Filipinas supera Vietnã em valor no mercado chinês de bananas
As Filipinas se tornaram o maior fornecedor de bananas da China em valor no primeiro semestre de 2026, enquanto o Vietnã manteve a liderança em volume. Preços menores e qualidade irregular reduziram a receita vietnamita em um mercado anual superior a US$ 1 bilhão.
Filipinas assume a liderança em valor
As Filipinas retomaram no primeiro semestre de 2026 o primeiro lugar entre os fornecedores de bananas da China em valor, superando o Vietnã, que havia se tornado a principal origem em 2024. O Vietnã, porém, permaneceu na liderança em volume físico, evidenciando uma diferença crescente entre a escala dos embarques e o valor unitário.
A China importou 1,15 milhão de toneladas de bananas no valor de US$ 641 milhões no semestre, segundo estatísticas da alfândega chinesa divulgadas pelo Thanh Nien. O volume cresceu 3,3% e o valor aumentou 3,7% em relação ao mesmo período de 2025. O mercado chinês de bananas importadas movimenta mais de US$ 1 bilhão por ano.
Quatro origens forneceram mais de 100 mil toneladas cada uma e geraram acima de US$ 100 milhões: Filipinas, Vietnã, Equador e Camboja. O Vietnã embarcou 452 mil toneladas, quase 5% menos que um ano antes. As Filipinas forneceram 291 mil toneladas, enquanto o Equador alcançou 175 mil toneladas, alta de 14,1%. O Camboja ficou na quarta posição com 147 mil toneladas, avanço de quase 11%.
Diferença de preços altera a classificação
Os embarques filipinos atingiram US$ 179 milhões, acima dos US$ 174 milhões do Vietnã. O Equador obteve US$ 134 milhões e o Camboja, US$ 103 milhões. A mudança na liderança refletiu diferenças expressivas nos preços médios de importação, e não o volume embarcado.

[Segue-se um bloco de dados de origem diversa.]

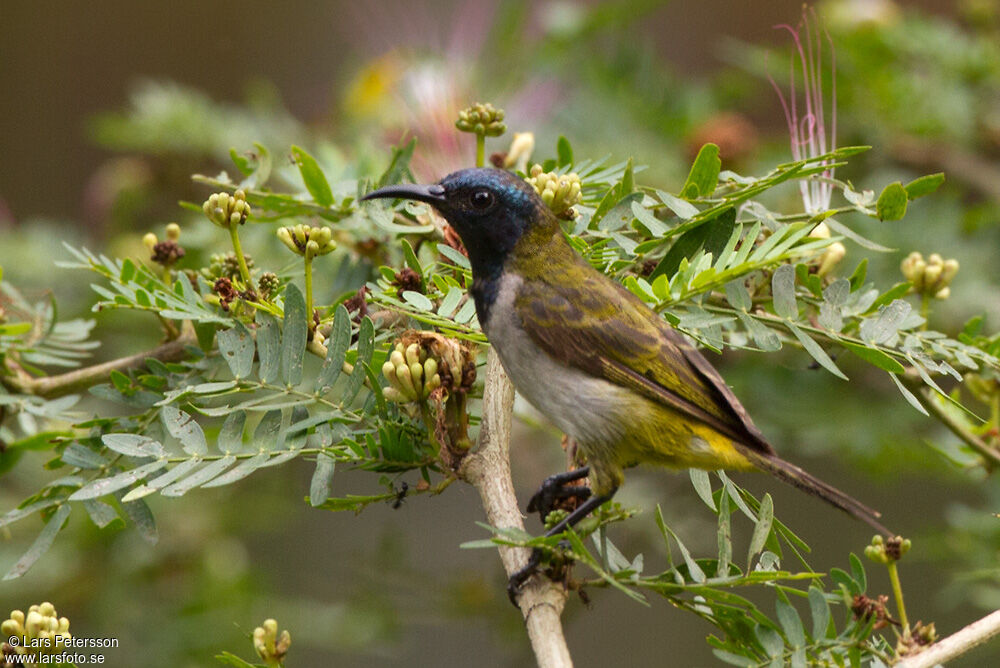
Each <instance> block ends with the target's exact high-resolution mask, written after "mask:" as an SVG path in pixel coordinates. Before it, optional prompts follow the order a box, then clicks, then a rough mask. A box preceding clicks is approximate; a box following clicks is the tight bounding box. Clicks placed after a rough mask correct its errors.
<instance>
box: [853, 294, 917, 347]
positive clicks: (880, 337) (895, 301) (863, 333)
mask: <svg viewBox="0 0 1000 668" xmlns="http://www.w3.org/2000/svg"><path fill="white" fill-rule="evenodd" d="M912 308H913V307H912V306H910V303H909V302H906V301H903V300H902V299H897V300H895V301H893V302H892V303H891V304H889V305H888V306H881V307H879V310H878V315H877V316H875V317H872V318H865V319H864V320H863V321H862V322H861V327H859V329H858V333H859V334H860V335H861V338H862V339H864V340H865V341H867V342H868V343H872V344H881V343H885V342H886V341H888V340H889V339H891V338H892V337H893V336H894V335H895V334H896V332H897V331H898V330H899V327H900V326H901V325H902V324H903V323H904V322H905V320H906V316H908V315H909V314H910V310H911V309H912Z"/></svg>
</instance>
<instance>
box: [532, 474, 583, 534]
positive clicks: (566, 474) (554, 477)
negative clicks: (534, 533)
mask: <svg viewBox="0 0 1000 668" xmlns="http://www.w3.org/2000/svg"><path fill="white" fill-rule="evenodd" d="M589 472H590V469H589V467H586V466H585V467H583V468H579V469H575V470H573V471H567V472H565V473H557V474H555V475H551V476H549V477H548V478H546V479H545V481H544V482H542V485H541V487H539V488H538V491H537V492H535V494H534V495H533V496H532V497H531V500H530V501H528V512H529V513H534V512H537V513H538V517H539V518H540V519H541V521H542V522H545V518H546V516H548V514H549V513H550V512H552V508H553V507H554V506H555V504H556V501H560V500H562V499H568V498H574V497H575V498H577V499H579V500H580V501H585V500H586V499H588V498H589V497H590V488H589V487H580V486H579V485H570V486H567V483H570V482H575V481H577V480H580V479H581V478H584V477H586V476H587V474H588V473H589Z"/></svg>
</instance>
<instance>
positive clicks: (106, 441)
mask: <svg viewBox="0 0 1000 668" xmlns="http://www.w3.org/2000/svg"><path fill="white" fill-rule="evenodd" d="M101 442H102V443H104V445H106V446H108V447H109V448H111V449H112V450H114V451H115V452H120V453H121V454H123V455H128V456H129V457H163V456H165V455H166V452H165V451H164V449H163V446H162V445H161V444H160V443H158V442H156V441H154V440H153V439H151V438H149V437H147V436H140V435H139V434H105V435H104V436H102V437H101Z"/></svg>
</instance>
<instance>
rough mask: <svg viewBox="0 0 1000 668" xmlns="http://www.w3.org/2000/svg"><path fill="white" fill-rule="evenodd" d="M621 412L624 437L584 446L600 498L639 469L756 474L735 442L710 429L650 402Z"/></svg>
mask: <svg viewBox="0 0 1000 668" xmlns="http://www.w3.org/2000/svg"><path fill="white" fill-rule="evenodd" d="M630 403H631V405H630V406H628V407H627V410H622V411H621V412H620V413H619V418H620V420H621V436H620V438H618V439H616V440H615V441H614V442H604V443H594V442H589V443H582V442H581V443H580V447H581V448H582V449H583V451H584V454H586V456H587V461H588V463H589V464H590V465H591V467H590V470H591V485H592V487H593V488H594V491H595V492H596V493H597V494H606V493H610V492H611V491H613V490H614V489H616V488H617V487H618V486H619V485H621V483H622V482H623V481H624V478H625V475H624V469H626V468H629V467H631V466H635V465H636V464H656V465H658V466H666V467H669V468H677V469H681V468H698V469H706V470H709V471H714V470H717V469H726V470H733V471H755V470H757V467H756V466H754V465H753V464H752V463H751V462H750V460H749V459H747V458H746V457H745V456H744V455H743V454H742V453H740V451H739V450H738V449H737V448H736V446H735V444H734V443H733V440H732V439H731V438H729V437H728V436H724V435H722V434H720V433H719V432H717V431H715V430H714V429H712V428H711V427H709V426H707V425H705V424H703V423H701V422H699V421H697V420H694V419H692V418H691V417H689V416H687V415H685V414H684V413H681V412H680V411H675V410H673V409H671V408H668V407H666V406H663V405H662V404H659V403H656V402H653V401H650V400H648V399H645V398H638V399H637V400H635V401H632V402H630Z"/></svg>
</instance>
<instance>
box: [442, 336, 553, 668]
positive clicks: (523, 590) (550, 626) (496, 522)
mask: <svg viewBox="0 0 1000 668" xmlns="http://www.w3.org/2000/svg"><path fill="white" fill-rule="evenodd" d="M513 406H514V388H513V386H512V385H511V384H510V381H509V380H508V379H507V375H506V374H505V373H504V371H503V367H502V366H501V365H500V359H499V358H498V357H497V355H496V353H495V352H494V351H493V350H492V349H491V350H490V353H489V359H488V361H487V368H486V385H485V388H484V390H483V420H482V423H481V424H480V428H479V442H478V448H477V450H476V451H475V452H474V453H472V454H471V455H469V456H468V457H466V458H465V460H464V461H463V463H462V467H461V469H460V470H459V477H461V478H462V479H464V480H466V481H467V482H469V483H471V484H472V485H474V486H475V487H476V489H478V490H479V495H480V497H481V498H482V501H483V508H484V509H485V510H486V519H487V521H488V522H489V523H490V524H491V525H492V526H495V527H498V528H501V527H514V528H517V529H521V530H523V529H524V521H523V519H522V517H521V511H520V509H519V508H518V507H517V497H516V496H515V495H514V483H513V481H512V480H511V477H510V456H509V454H510V450H509V446H510V423H511V414H512V412H513ZM498 551H499V552H500V560H501V561H502V562H503V567H504V570H505V571H506V572H507V575H508V577H509V576H510V575H512V574H514V573H515V572H517V571H518V570H519V569H520V568H522V567H523V566H524V565H525V564H526V563H527V561H528V555H529V550H528V549H527V548H520V547H506V546H500V547H499V548H498ZM566 596H567V595H566V591H565V589H564V588H563V587H561V586H559V585H557V584H556V583H554V582H552V581H551V580H549V579H548V578H544V577H538V576H536V577H533V578H530V579H529V580H528V581H527V582H526V583H525V584H524V586H523V587H522V589H521V595H520V597H519V598H518V605H519V606H520V608H521V614H522V615H523V616H524V623H525V626H526V627H527V631H528V637H529V639H530V640H531V648H532V650H533V651H534V652H535V659H536V660H537V662H538V665H539V667H540V668H568V667H570V666H572V665H573V660H572V659H571V658H570V655H569V648H568V647H567V645H566V638H565V637H564V635H563V630H562V622H561V620H560V616H561V615H562V611H563V608H564V607H565V605H566Z"/></svg>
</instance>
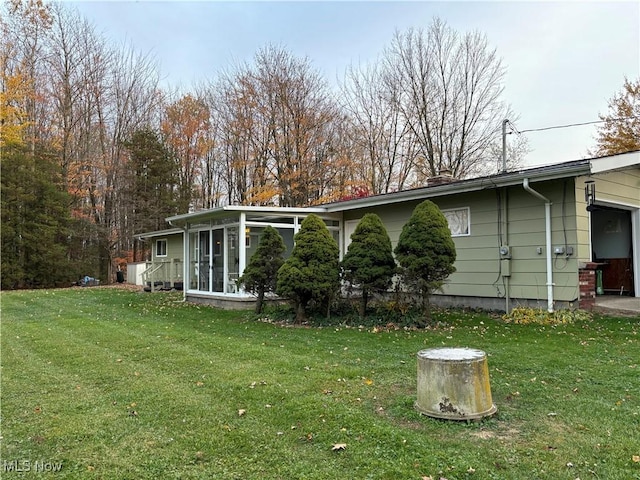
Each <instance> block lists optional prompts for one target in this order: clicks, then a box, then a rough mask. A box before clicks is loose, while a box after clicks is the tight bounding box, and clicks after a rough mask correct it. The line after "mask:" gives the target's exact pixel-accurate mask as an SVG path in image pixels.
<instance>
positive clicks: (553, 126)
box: [509, 115, 640, 134]
mask: <svg viewBox="0 0 640 480" xmlns="http://www.w3.org/2000/svg"><path fill="white" fill-rule="evenodd" d="M637 118H640V116H638V115H633V116H630V117H621V118H609V119H607V120H596V121H593V122H583V123H569V124H567V125H554V126H553V127H543V128H530V129H527V130H520V131H518V130H516V129H515V127H514V125H513V124H512V123H511V122H509V124H510V125H511V127H512V128H514V130H515V132H516V133H518V134H522V133H526V132H542V131H544V130H556V129H558V128H569V127H581V126H583V125H594V124H596V123H605V122H621V121H624V120H631V119H637ZM511 133H513V132H509V134H511Z"/></svg>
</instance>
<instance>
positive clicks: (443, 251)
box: [395, 200, 456, 321]
mask: <svg viewBox="0 0 640 480" xmlns="http://www.w3.org/2000/svg"><path fill="white" fill-rule="evenodd" d="M395 254H396V259H397V260H398V263H400V267H401V274H402V281H403V283H404V284H405V285H406V286H408V287H409V288H413V289H415V292H416V293H418V294H419V295H420V296H421V297H422V308H423V311H424V315H425V319H426V320H427V321H429V320H430V319H431V308H430V304H429V296H430V295H431V293H432V292H434V291H436V290H439V289H440V288H442V285H443V284H444V281H445V280H446V279H447V277H448V276H449V275H451V274H452V273H453V272H455V271H456V268H455V267H454V266H453V263H454V262H455V260H456V247H455V244H454V243H453V239H452V238H451V231H450V230H449V225H448V223H447V219H446V218H445V216H444V215H443V214H442V212H441V211H440V209H439V208H438V207H437V205H436V204H435V203H433V202H431V201H430V200H425V201H424V202H422V203H420V204H419V205H418V206H417V207H416V208H415V210H414V211H413V214H412V215H411V218H410V219H409V221H408V222H407V223H406V224H405V225H404V226H403V227H402V233H401V234H400V238H399V240H398V244H397V245H396V248H395Z"/></svg>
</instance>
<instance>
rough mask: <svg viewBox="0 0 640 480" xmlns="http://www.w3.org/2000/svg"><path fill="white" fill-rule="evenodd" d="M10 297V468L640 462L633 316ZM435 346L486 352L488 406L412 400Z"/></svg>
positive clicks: (273, 472) (196, 477)
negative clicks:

O preço médio das bananas importadas pela China foi de US$ 556 por tonelada. A fruta filipina alcançou em média US$ 614 por tonelada, alta de 2%, e a banana cambojana, US$ 698 por tonelada, queda de 0,6%. O preço médio do Vietnã recuou 6,2%, para US$ 385 por tonelada, o menor entre os quatro grandes fornecedores. O Equador registrou o preço mais alto, de US$ 770 por tonelada, aumento de 2,6% sobre o primeiro semestre de 2025.
Qualidade e pós-colheita definem a receita
Dang Phuc Nguyen, secretário-geral da Associação de Frutas e Hortaliças do Vietnã, relacionou o volume e a receita de exportação à qualidade, ao preço, à distribuição e à conservação. Segundo ele, as bananas vietnamitas atendem principalmente ao segmento de massa e ampliaram rapidamente sua participação por meio da concorrência de preços. A fronteira terrestre e as rotas marítimas curtas entre Vietnã e China reduzem os custos de transporte rodoviário e marítimo.
As Filipinas abastecem há décadas mercados asiáticos exigentes, como Japão, Coreia do Sul e China, e possuem marcas globais estabelecidas em redes de supermercados de padrão superior. Grandes fazendas de grupos multinacionais aplicam processos padronizados desde a seleção de variedades e fertilização até a proteção dos frutos e a colheita. A cadeia de frio integrada e o tratamento pós-colheita melhoram a aparência, a vida útil e a uniformidade.
Grandes empresas agrícolas também investiram no Vietnã, mas parte da área continua sob cultivo de pequenos produtores, causando diferenças de qualidade entre lotes. Em julho de 2026, o país tinha mais de 1.200 códigos ativos de áreas de cultivo e 120 códigos de instalações de embalagem para exportação à China. Mais de 1.100 códigos adicionais aguardavam aprovação chinesa. Nguyen afirmou que o setor precisa melhorar variedades, cultivo, colheita, conservação e logística para elevar seu valor.